Marissa, I’m so glad you like them! The chocolate chips sound so yummy. Thank you so much for the nutritional profile, I really appreciate it. I’ll add that to the recipe. <3
Thanks Marissa, II was wondering about calories. My batter was too wet as well so I added oats Too!
Thank you so much for your recipe!!! They were so healthy and deliciously perfect oatmeal cookies 💖🥰 I’ll remember this recipe forever! ❤️
I’m so glad you enjoyed them Nicole! <3
i am using old fashioned oats…is that going to work ok? not quick oats?

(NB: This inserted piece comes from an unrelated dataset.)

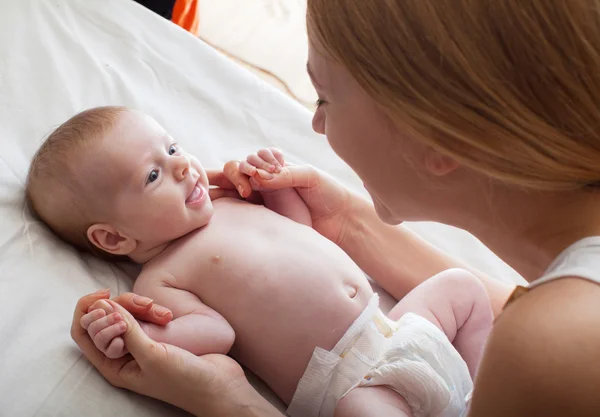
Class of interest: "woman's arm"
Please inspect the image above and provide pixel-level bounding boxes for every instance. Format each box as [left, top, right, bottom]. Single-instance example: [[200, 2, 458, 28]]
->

I am delighted to find these!! had 3 bananas in the very ripe mode….and made applesauce with my fresh macouns. WOW.
I ate several right out the oven I decided the old fashioned oats had a better chance of being baked through if I did the baking soda and eggs….ok
and peanut butter, .someone here said they added.

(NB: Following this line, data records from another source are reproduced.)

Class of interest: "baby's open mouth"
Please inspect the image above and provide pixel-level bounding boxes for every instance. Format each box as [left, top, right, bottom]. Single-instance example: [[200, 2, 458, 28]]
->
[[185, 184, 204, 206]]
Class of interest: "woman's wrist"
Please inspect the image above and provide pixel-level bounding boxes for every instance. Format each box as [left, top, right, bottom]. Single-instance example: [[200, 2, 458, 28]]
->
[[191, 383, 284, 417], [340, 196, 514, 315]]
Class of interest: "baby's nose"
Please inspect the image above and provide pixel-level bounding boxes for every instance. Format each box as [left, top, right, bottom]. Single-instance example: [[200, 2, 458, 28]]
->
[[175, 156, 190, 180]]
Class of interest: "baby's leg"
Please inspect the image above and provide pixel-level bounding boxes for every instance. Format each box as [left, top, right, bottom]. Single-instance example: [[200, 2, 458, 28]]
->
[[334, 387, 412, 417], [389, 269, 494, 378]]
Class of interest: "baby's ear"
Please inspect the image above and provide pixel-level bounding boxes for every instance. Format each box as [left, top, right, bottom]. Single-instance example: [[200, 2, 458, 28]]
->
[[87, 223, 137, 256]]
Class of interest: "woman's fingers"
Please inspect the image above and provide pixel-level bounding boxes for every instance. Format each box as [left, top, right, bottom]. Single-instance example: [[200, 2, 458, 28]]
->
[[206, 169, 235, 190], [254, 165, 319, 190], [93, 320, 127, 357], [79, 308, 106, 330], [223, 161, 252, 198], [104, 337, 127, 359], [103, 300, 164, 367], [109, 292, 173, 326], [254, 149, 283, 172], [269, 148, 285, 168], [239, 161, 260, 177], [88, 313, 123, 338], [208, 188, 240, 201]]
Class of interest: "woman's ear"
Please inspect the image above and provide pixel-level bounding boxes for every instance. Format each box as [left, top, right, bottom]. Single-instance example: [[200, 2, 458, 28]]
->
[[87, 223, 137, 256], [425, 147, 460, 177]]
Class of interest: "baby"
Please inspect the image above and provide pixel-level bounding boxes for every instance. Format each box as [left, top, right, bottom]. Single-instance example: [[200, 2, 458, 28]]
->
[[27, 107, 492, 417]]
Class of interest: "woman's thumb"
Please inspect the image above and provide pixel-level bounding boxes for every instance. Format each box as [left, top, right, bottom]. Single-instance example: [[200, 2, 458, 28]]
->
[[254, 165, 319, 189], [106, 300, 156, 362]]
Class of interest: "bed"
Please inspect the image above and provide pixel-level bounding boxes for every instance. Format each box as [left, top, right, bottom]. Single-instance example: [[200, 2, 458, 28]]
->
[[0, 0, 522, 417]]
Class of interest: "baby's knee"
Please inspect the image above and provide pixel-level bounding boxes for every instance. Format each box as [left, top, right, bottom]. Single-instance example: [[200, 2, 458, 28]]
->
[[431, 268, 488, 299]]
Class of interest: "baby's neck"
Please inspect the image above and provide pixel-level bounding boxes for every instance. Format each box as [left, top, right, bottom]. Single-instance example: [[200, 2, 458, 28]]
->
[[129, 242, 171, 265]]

Have a bunch in freezer and afew for munching…like in the morning. I used dried tart cherries…..and some choc chips.
I am prediabetic so I am going to have to cut back ……may as well find some DELICIOUS things to eat.
Delicious I also add some peanut butter, the recipe doesn’t say how many calorie per cookies? Any one would know for weight watchers how many points for one cookie
Thank you for sharing your healthy cookies! So easy to mix together, scoop, bake and enjoy with cold milk of choice! we couldn’t resist adding oatmeal and choc chips with the optional maple syrup (for special occasions) – all great recommendations! and, without the optional ingredients is a great everyday cookie. :o)
would you be so kind to delete the previous… i erred in my optional ingredients and full comment should read more like this:
Thank you for sharing your healthy cookies! So easy to mix together, scoop, bake and enjoy with cold milk of choice! we couldn’t resist adding walnuts and choc chips with the optional maple syrup (for special occasions) – all great recommendations! and, without the optional ingredients is a great everyday cookie. :o)
Love this recipe, we tweaked it by one less banana but added 1/2 cup of almond butter and 1 extra cup of oats. Add in 1 cup each of dried cranberries, chopped almonds and semi sweet chocolate chips. We bake them in a 9×7 pan for 12 minutes ( like a bar cookie) then cool them slightly, cut them into bars like biscotti and bake them for 10 more minutes. Our kids love them for a quick snack.